In the course of recruiting for an RCT of prednisolone in paediatric Bell’s palsy, researchers at the Royal Children’s Hospital, Melbourne identified five children with previously undiagnosed leukaemia from 644 presentations.

Four of the five children, all aged between five and nine years, were diagnosed with ALL and the fifth child with AML, according to the researchers led by Professor Franz Babl is the Group Leader of Emergency Research at the Murdoch Children’s Research Institute.

“We estimate the rate of leukemia in children with acute-onset facial palsy who present to emergency departments to be 0.6% (95% confidence interval 0.2% to 1.6%),” they wrote in the Annals of Emergency Medicine.

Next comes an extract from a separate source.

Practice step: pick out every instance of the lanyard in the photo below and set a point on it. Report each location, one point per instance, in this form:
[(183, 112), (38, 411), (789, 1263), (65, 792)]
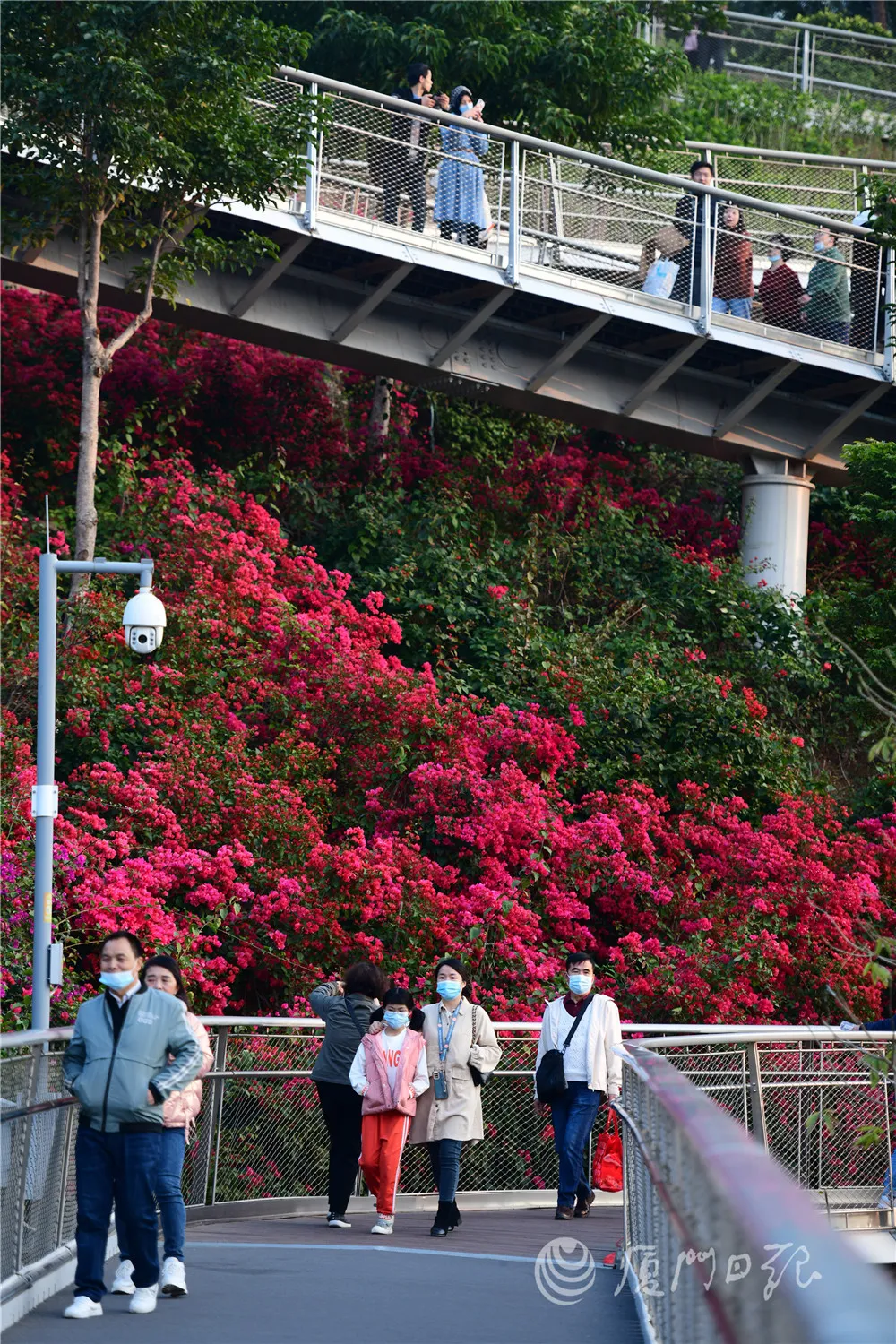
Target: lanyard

“In accordance with these cases, we suggest consideration of a screening CBC count for acute-onset peripheral facial palsy presentations in children before initiation of corticosteroid treatment.”

The investigators, from the Paediatric Research in Emergency Departments International Collaborative (PREDICT) emergency research network, said they have changed their study protocol to mandate a CBC and differential as part of the screening process.

They noted that the use of corticosteroids in children with occult leukaemia may be problematic.

“It may delay the diagnosis of leukaemia by improving the initial symptoms of peripheral facial palsy, which likely happened in case 3,” they said.

“Acutely, the main concern is the precipitation of tumour lysis syndrome, a condition caused by the breakdown of malignant cells, which can lead to extensive metabolic derangement, potentially resulting in acute renal failure, cardiac arrhythmias, seizures, and death.”

“Presumably, this was the cause of the acute renal failure in case 2 after corticosteroid treatment, but was not appreciated at the time because the corticosteroids had cleared the circulating lymphoblasts.”

The investigators said 161 patients would need to be screened with a CBC count to identify one case of leukaemia – assuming all new leukaemia cases could be detected with a CBC count.

Previous research from the group has shown a CBC is typically only ordered in 16% of paediatric Bell’s palsy presentations. Two thirds (67.5%) of the children were treated with steroids.